2. Male or female participants, between 18 and 80 years of age, who have a diagnosis of moderately to severely active RA for at least 6 months as defined by at least six swollen joints (66 joint count) and at least eight tender joints (68 joint count) at Screening and Baseline (Day 1), and either an erythrocyte sedimentation rate (ESR) of > 28 mm/hour OR a C-reactive protein (CRP) level > 1.0 mg/dL (normal: < 0.4 mg/dL) at Screening. Patients must have had an inadequate response or intolerance to conventional DMARD therapy including at least one tumor necrosis factor (TNF) inhibitor.

3. Positive for Radio Frequency and/or anti-CCP (Anti-cyclic citrullinated peptide) antibodies.

4. Current treatment for RA on an outpatient basis:

1. Must be currently receiving and tolerating oral or parenteral MTX therapy at a dose of 15-25 mg per week (dose may be as low as 10 mg per week if the patient is unable to tolerate a higher dose) for at least 12 weeks immediately prior to Day

1. The dose should be stable for at least 4 weeks prior to Day 1 until Week 24. After Week 24 the administration route can be changed at the investigator's discretion.

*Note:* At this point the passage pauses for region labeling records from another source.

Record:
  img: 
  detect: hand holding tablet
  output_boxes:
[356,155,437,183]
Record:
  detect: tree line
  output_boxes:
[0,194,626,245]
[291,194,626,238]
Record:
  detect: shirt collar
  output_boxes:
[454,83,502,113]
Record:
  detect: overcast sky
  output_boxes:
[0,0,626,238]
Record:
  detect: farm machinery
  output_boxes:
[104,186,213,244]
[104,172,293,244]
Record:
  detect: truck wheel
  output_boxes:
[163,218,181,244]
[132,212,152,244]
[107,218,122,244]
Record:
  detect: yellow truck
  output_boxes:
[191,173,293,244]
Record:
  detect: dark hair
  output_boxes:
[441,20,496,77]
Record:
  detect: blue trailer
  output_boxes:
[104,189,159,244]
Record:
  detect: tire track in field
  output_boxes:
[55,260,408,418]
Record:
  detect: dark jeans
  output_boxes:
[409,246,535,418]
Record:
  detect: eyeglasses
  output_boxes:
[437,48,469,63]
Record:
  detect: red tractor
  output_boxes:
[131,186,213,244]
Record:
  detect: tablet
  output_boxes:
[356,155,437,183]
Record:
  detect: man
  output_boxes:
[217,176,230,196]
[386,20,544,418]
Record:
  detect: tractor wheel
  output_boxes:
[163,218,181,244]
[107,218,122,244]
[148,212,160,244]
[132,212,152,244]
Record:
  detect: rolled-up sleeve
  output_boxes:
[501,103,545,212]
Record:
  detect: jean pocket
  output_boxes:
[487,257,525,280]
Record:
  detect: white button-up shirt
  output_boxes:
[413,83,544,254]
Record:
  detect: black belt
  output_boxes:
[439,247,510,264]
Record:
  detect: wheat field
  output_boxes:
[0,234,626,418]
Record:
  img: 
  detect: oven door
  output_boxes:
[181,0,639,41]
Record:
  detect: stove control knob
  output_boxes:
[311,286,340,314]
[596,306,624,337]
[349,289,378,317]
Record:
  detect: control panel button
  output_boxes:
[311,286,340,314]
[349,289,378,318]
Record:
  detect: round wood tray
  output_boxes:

2. Patients must be willing to receive oral folic acid (at least 5 mg/week or as per local practice) or equivalent during the entire study (mandatory co-medication for MTX treatment).

3. Biologic agents and DMARDs (other than MTX) must be withdrawn at least 2 weeks prior to Day 1, except azathioprine and etanercept which must be withdrawn at least 4 weeks prior to Day 1; abatacept, adalimumab, anakinra, certolizumab, infliximab, and golimumab at least 8 weeks prior to Day 1; tocilizumab at least 10 weeks prior to Day 1.

4. Leflunomide must be withdrawn at least 8 weeks prior to Day 1 or a minimum of 2 weeks prior to Day 1 if after 11 days of standard cholestyramine washout.

5. If receiving current treatment with oral corticosteroids (other than intra-articular or parenteral), the dose must not exceed 10 mg/day prednisolone or equivalent. During the 4 weeks prior to Baseline (Day 1) the dose must remain stable.

6. Intra-articular and parenteral corticosteroids are not permitted within 6 weeks prior to Baseline Day 1 or throughout the trial, with the exception of IV administration of 100 mg methylprednisolone 30 to 60 minutes prior to each infusion as this is part of the trial procedures.

7. Any concomitant non-steroidal anti-inflammatory drugs (NSAIDs) must be stable for at least 2 weeks prior to Day 1.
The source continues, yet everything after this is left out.